In 2015 Kataja left politics to become a partner in the international law firm Eversheds.

== Biography ==
Kataja graduated from the University of Turku with a Bachelor of Laws degree in 1998. He has also studied international law at Uppsala University in 1997. He became a deputy judge in 1999, after practising at the Pori District Court and the Court of Appeal in 1998–1999, after which he worked as a lawyer. He graduated as a lawyer in 2002.

=== Political career ===
Juniper was first elected to Parliament in the 2007 elections with 8 463 votes. He was the candidate with the highest number of votes in the Satakunta constituency. He was re-elected for a further term in the spring 2011 elections with 6 425 votes. In 2008–2012, he served two terms as vice-chairman of the Coalition Party. In Parliament, he was a member of the Legal Affairs Committee (2007–2011), the Education Committee (2007–2008, 2008–2009 and 2010–2011), the Finance Committee and its subcommittee on Administration and Security (2011–2015), and the Chairman of the Tax Chamber (2011–2015). He was also a member of the Finnish delegation to the OSCE Parliamentary Assembly from 2007 to 2011.

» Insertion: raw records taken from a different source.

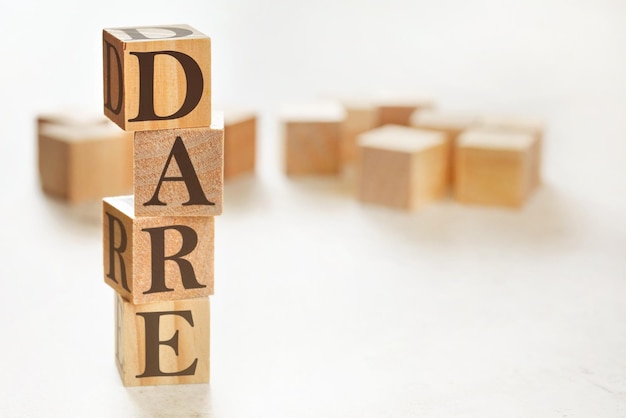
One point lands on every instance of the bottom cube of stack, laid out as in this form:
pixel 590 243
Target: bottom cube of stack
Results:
pixel 163 343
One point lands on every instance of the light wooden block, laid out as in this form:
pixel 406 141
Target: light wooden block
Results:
pixel 81 163
pixel 312 134
pixel 150 259
pixel 518 123
pixel 239 143
pixel 361 116
pixel 163 343
pixel 402 167
pixel 180 172
pixel 496 168
pixel 397 109
pixel 157 77
pixel 449 123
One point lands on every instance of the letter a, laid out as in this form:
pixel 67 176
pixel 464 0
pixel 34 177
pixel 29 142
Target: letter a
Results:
pixel 188 176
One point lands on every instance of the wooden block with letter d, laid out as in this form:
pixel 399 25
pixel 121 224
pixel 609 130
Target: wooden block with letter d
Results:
pixel 157 77
pixel 180 172
pixel 163 343
pixel 150 259
pixel 496 168
pixel 402 167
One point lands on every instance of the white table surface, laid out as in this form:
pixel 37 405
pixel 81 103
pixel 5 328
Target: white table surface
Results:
pixel 325 307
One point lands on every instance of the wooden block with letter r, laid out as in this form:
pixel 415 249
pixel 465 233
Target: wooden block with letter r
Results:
pixel 180 172
pixel 163 343
pixel 150 259
pixel 496 168
pixel 157 77
pixel 402 167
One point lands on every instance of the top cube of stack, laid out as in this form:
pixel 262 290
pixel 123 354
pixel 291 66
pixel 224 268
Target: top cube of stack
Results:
pixel 157 77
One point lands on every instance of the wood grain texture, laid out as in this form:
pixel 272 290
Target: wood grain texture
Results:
pixel 163 343
pixel 167 94
pixel 150 259
pixel 159 156
pixel 402 167
pixel 84 162
pixel 496 168
pixel 239 143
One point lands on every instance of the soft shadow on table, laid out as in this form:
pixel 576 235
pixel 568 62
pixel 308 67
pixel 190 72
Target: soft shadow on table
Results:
pixel 173 401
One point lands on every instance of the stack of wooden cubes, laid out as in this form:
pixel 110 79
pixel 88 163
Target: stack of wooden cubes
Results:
pixel 158 244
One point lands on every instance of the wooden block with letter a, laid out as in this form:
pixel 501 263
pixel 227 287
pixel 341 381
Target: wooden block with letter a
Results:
pixel 239 142
pixel 495 167
pixel 157 77
pixel 150 259
pixel 449 123
pixel 312 134
pixel 402 167
pixel 180 172
pixel 84 162
pixel 163 343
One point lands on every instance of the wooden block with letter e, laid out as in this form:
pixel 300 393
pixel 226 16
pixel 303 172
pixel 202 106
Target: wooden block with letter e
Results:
pixel 84 162
pixel 239 142
pixel 180 171
pixel 402 167
pixel 149 259
pixel 449 123
pixel 312 134
pixel 157 77
pixel 495 167
pixel 163 343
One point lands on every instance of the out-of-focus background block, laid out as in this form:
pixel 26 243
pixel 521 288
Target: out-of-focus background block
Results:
pixel 402 167
pixel 312 134
pixel 83 160
pixel 163 343
pixel 495 167
pixel 240 132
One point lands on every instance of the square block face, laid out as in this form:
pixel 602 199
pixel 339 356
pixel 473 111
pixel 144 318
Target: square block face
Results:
pixel 150 259
pixel 84 163
pixel 239 147
pixel 312 147
pixel 179 172
pixel 163 343
pixel 157 77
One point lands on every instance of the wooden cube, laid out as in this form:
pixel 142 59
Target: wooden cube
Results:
pixel 239 143
pixel 361 116
pixel 163 343
pixel 157 77
pixel 81 163
pixel 150 259
pixel 449 123
pixel 397 109
pixel 180 172
pixel 312 133
pixel 517 123
pixel 495 167
pixel 402 167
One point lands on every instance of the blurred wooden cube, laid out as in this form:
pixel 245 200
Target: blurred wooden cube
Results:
pixel 496 168
pixel 397 109
pixel 240 128
pixel 80 162
pixel 163 343
pixel 312 134
pixel 402 167
pixel 449 123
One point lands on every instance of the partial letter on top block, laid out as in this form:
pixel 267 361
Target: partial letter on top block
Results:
pixel 402 167
pixel 157 77
pixel 163 343
pixel 180 172
pixel 149 259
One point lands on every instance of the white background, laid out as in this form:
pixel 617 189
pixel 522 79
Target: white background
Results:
pixel 324 307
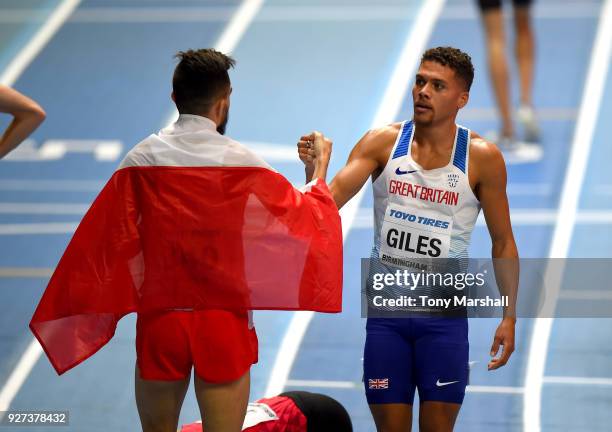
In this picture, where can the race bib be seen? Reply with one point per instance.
(411, 233)
(258, 413)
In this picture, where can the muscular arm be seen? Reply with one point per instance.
(368, 157)
(27, 116)
(491, 190)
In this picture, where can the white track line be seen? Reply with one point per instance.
(562, 380)
(359, 385)
(38, 42)
(594, 381)
(570, 194)
(520, 217)
(43, 208)
(388, 109)
(226, 43)
(585, 295)
(235, 30)
(26, 272)
(38, 228)
(20, 373)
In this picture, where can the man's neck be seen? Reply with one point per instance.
(435, 136)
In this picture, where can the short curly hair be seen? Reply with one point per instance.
(200, 77)
(454, 58)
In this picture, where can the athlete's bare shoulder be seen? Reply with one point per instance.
(378, 142)
(485, 157)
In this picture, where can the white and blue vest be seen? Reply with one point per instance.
(422, 213)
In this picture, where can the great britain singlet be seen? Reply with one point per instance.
(422, 215)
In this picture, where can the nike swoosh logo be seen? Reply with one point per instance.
(400, 172)
(439, 384)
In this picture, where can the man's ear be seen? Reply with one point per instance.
(464, 97)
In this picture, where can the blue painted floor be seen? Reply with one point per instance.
(302, 65)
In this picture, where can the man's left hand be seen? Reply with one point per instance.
(504, 336)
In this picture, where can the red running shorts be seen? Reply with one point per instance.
(218, 344)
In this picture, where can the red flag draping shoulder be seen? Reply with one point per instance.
(190, 237)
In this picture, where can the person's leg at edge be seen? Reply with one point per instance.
(159, 403)
(524, 51)
(223, 405)
(525, 54)
(493, 21)
(437, 416)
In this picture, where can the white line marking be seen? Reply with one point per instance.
(570, 194)
(51, 185)
(359, 385)
(235, 30)
(552, 10)
(38, 228)
(19, 375)
(43, 208)
(25, 272)
(102, 150)
(594, 381)
(519, 216)
(387, 111)
(293, 13)
(585, 295)
(238, 24)
(38, 42)
(9, 77)
(584, 381)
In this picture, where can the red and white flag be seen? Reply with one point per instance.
(192, 220)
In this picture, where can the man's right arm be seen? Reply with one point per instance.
(368, 156)
(27, 116)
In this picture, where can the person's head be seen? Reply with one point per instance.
(201, 85)
(442, 85)
(323, 413)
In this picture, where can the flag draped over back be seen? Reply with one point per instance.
(190, 237)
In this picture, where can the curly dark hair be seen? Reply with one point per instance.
(200, 78)
(455, 59)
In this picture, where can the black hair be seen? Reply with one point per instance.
(200, 79)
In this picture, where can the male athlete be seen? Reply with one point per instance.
(431, 167)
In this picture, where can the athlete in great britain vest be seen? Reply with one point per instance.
(430, 179)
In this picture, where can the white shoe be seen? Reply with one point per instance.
(527, 118)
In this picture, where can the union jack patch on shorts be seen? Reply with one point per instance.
(378, 383)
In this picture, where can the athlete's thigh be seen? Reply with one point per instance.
(159, 402)
(223, 405)
(441, 352)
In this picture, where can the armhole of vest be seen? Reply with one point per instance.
(402, 142)
(461, 154)
(392, 154)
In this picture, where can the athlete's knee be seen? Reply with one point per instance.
(158, 425)
(392, 418)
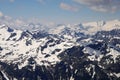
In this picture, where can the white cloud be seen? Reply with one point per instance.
(8, 0)
(11, 0)
(1, 14)
(101, 5)
(68, 7)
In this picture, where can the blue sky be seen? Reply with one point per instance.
(62, 11)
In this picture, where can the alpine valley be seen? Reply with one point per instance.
(86, 51)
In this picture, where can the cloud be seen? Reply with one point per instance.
(68, 7)
(1, 14)
(8, 0)
(101, 5)
(11, 0)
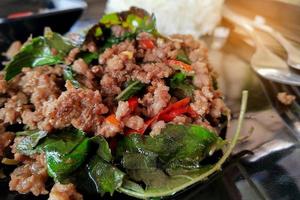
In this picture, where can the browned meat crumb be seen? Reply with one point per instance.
(134, 122)
(82, 68)
(30, 177)
(285, 98)
(122, 110)
(80, 107)
(11, 113)
(157, 99)
(64, 192)
(109, 130)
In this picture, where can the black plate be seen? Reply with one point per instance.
(59, 15)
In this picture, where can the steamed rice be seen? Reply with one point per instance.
(196, 17)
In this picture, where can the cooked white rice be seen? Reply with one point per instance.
(196, 17)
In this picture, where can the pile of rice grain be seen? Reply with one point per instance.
(196, 17)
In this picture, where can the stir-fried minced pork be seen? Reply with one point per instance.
(30, 177)
(13, 108)
(5, 139)
(135, 83)
(82, 108)
(64, 192)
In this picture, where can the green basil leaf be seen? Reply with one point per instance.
(35, 53)
(106, 177)
(103, 150)
(178, 178)
(61, 44)
(130, 90)
(176, 146)
(61, 164)
(110, 19)
(69, 75)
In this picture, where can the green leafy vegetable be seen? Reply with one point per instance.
(103, 150)
(61, 44)
(133, 88)
(65, 150)
(179, 179)
(181, 86)
(134, 21)
(69, 75)
(110, 19)
(106, 177)
(176, 146)
(100, 173)
(37, 52)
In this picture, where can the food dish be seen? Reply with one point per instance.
(128, 110)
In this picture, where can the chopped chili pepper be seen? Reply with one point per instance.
(182, 65)
(113, 120)
(146, 43)
(168, 114)
(133, 103)
(192, 113)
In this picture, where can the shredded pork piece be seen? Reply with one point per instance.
(80, 107)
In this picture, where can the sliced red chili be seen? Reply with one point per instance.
(167, 114)
(182, 65)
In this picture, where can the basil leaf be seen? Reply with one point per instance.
(61, 164)
(37, 52)
(27, 145)
(178, 179)
(180, 86)
(103, 150)
(106, 177)
(69, 75)
(110, 19)
(133, 21)
(177, 145)
(61, 44)
(130, 90)
(65, 150)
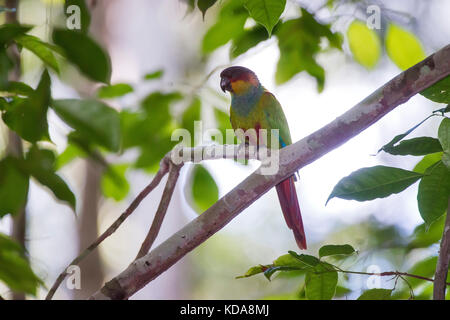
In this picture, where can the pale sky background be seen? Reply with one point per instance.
(148, 35)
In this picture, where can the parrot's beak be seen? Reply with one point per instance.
(225, 84)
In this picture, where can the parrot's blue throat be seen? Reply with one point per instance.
(243, 103)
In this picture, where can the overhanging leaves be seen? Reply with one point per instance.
(265, 12)
(229, 25)
(331, 250)
(416, 147)
(10, 31)
(114, 91)
(444, 139)
(40, 49)
(376, 294)
(85, 53)
(40, 163)
(374, 182)
(439, 92)
(403, 47)
(13, 187)
(93, 119)
(28, 117)
(434, 191)
(204, 5)
(321, 282)
(364, 44)
(299, 43)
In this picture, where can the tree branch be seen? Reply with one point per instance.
(195, 154)
(440, 277)
(292, 158)
(162, 209)
(164, 167)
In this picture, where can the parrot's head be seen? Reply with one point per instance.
(238, 80)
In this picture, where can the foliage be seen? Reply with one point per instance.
(100, 132)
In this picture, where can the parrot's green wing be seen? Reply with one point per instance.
(274, 118)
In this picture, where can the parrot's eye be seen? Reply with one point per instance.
(225, 84)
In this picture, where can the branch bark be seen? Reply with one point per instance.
(440, 277)
(397, 91)
(174, 172)
(15, 147)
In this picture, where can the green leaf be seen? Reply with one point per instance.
(154, 75)
(444, 139)
(40, 163)
(425, 268)
(85, 16)
(321, 283)
(266, 12)
(416, 147)
(40, 49)
(427, 162)
(15, 270)
(438, 92)
(342, 291)
(403, 47)
(13, 187)
(190, 115)
(114, 183)
(424, 235)
(247, 40)
(5, 65)
(374, 182)
(19, 88)
(70, 153)
(204, 5)
(376, 294)
(253, 271)
(114, 91)
(85, 53)
(364, 44)
(204, 189)
(94, 120)
(229, 26)
(330, 250)
(9, 32)
(434, 191)
(289, 260)
(305, 258)
(28, 117)
(399, 137)
(299, 43)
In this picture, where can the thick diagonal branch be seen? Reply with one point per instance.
(360, 117)
(185, 155)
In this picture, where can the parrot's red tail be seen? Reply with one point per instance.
(291, 210)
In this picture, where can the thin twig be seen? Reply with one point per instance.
(185, 155)
(164, 167)
(443, 261)
(174, 172)
(390, 273)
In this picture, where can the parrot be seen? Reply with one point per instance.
(254, 107)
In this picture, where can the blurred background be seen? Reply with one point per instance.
(166, 52)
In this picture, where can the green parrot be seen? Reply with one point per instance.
(253, 107)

In December 2011 Kataja appeared drunk at a plenary session of the Parliament. The Coalition Party leadership condemned the behaviour as inappropriate, and Kataja apologised to Deputy Speaker Pekka Ravi.

In July 2014 Kataja announced that he would not stand as a candidate in the 2015 parliamentary elections. He said he wanted to spend more time with his family and return to his work as a lawyer and in business, but would continue to work in Pori municipal politics. Kataja also did not consider the salaries of MPs competitive enough to attract people such as lawyers and other experts into politics.